Hace nueve meses, solo el miedo y la muerte recorrían las calles de Wuhan. Hoy, por las calles de Wuhan se ve cada vez más gente sin mascarilla, los atascos vuelven a colapsar el tráfico, los mercadillos y restaurantes están llenos y las mujeres bailan en las plazas al atardecer.
Mientras el coronavirus marca su máximo de contagios diarios en Estados Unidos y obliga a imponer restricciones en Europa, en China se respira una normalidad especialmente asombrosa en el epicentro de la pandemia: Wuhan.
Tras su confinamiento estricto de 76 días, del 23 de enero al 8 de abril, esta ciudad de once millones de habitantes lleva desde antes del verano sin informar de contagios locales y la vida ha vuelto a su rutina de cada día.
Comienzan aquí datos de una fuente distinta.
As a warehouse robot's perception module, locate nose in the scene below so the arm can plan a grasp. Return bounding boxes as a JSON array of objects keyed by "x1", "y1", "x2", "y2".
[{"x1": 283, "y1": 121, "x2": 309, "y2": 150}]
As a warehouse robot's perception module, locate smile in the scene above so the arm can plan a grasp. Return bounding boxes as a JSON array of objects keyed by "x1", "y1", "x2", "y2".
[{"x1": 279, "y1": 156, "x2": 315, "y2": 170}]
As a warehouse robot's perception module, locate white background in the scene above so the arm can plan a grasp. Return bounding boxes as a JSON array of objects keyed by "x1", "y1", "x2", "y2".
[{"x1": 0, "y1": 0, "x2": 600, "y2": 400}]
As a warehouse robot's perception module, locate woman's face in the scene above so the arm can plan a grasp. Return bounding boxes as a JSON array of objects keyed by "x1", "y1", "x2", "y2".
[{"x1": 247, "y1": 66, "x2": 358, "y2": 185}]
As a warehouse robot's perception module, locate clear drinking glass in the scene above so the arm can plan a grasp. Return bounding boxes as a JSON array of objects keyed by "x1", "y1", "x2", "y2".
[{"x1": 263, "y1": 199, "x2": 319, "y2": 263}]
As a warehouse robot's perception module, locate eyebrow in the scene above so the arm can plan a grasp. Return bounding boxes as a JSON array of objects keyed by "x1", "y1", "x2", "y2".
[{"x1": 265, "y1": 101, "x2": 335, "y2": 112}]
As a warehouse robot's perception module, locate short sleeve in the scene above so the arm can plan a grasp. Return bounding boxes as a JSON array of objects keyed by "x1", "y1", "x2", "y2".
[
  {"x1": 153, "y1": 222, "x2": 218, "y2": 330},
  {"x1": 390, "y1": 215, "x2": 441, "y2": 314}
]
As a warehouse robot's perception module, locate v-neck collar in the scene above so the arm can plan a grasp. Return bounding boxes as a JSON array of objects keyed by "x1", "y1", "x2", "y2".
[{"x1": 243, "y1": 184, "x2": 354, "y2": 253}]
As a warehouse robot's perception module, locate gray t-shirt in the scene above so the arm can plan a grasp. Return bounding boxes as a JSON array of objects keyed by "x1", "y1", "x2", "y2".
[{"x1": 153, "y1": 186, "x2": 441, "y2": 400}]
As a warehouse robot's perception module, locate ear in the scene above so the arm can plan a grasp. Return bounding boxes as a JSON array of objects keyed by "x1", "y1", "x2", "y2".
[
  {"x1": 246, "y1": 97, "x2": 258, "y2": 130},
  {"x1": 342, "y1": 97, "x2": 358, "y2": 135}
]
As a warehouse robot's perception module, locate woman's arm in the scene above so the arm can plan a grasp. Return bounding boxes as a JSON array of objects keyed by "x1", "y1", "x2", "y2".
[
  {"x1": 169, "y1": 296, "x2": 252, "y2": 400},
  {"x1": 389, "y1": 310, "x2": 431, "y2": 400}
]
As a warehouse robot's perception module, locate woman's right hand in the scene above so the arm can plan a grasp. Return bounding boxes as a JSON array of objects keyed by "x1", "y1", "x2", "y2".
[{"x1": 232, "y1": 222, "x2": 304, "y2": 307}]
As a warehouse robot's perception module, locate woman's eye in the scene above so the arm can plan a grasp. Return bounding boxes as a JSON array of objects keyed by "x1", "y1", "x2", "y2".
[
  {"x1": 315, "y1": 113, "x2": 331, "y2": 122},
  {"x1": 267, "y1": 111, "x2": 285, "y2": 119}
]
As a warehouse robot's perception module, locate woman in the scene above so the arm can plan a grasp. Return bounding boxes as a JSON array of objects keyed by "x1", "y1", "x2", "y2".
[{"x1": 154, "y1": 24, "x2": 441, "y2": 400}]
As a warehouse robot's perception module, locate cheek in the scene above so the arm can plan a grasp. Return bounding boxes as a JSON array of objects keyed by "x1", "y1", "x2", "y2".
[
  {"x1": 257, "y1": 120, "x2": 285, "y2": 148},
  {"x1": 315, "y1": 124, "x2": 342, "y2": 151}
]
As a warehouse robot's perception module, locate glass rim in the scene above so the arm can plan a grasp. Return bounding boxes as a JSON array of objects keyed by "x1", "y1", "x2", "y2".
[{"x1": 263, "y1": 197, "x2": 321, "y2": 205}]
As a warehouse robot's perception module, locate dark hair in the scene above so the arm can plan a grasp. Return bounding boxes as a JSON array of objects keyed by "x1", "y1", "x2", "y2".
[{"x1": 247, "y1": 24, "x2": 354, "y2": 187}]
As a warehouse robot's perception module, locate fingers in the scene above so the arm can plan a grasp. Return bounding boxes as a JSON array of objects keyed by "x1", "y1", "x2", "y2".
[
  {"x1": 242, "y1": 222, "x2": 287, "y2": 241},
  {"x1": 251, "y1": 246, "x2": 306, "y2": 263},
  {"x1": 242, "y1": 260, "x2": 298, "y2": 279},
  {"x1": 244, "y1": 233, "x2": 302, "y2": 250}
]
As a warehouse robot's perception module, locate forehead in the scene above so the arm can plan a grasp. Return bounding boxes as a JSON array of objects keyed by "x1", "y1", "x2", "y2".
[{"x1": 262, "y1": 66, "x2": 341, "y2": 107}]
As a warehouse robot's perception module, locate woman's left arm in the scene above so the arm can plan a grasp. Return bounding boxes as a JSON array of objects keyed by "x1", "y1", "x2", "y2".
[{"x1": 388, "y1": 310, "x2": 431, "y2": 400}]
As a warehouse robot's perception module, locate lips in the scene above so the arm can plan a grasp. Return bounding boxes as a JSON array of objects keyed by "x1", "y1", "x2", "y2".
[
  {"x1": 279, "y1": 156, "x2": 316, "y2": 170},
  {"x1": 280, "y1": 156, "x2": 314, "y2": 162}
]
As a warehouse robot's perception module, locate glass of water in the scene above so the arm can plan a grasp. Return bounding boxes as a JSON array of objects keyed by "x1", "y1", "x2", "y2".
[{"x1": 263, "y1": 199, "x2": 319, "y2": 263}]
Bajo un agradable sol de otoño, los abuelos juegan a las damas chinas y cantan bajo el Primer Puente sobre el Yangtsé mientras un grupo de mayores cruza a nado el río emulando a Mao. Al anochecer, los rascacielos se iluminan con colores y figuras de médicos y enfermeras para agradecer su esfuerzo durante la epidemia y dar ánimos a los vecinos de Wuhan.
A toda velocidad, lo hacían a bordo de las ambulancias y furgonetas de las funerarias que cruzaban entre la niebla los majestuosos puentes sobre el río Yangtsé. Ocultas tras fantasmagóricos trajes especiales de protección, se enseñoreaban de esta megalópolis del centro de China que, de la noche a la mañana, se había quedado desierta.
Con la misma furia con que vaciaban las avenidas bajo sus rascacielos de vértigo, desbordaban los hospitales con enfermos de una misteriosa y letal neumonía que se propagaba como la peste. Hace nueve meses, en Wuhan solo campaban a sus anchas la muerte y el miedo que había traído de no se sabe dónde un nuevo coronavirus.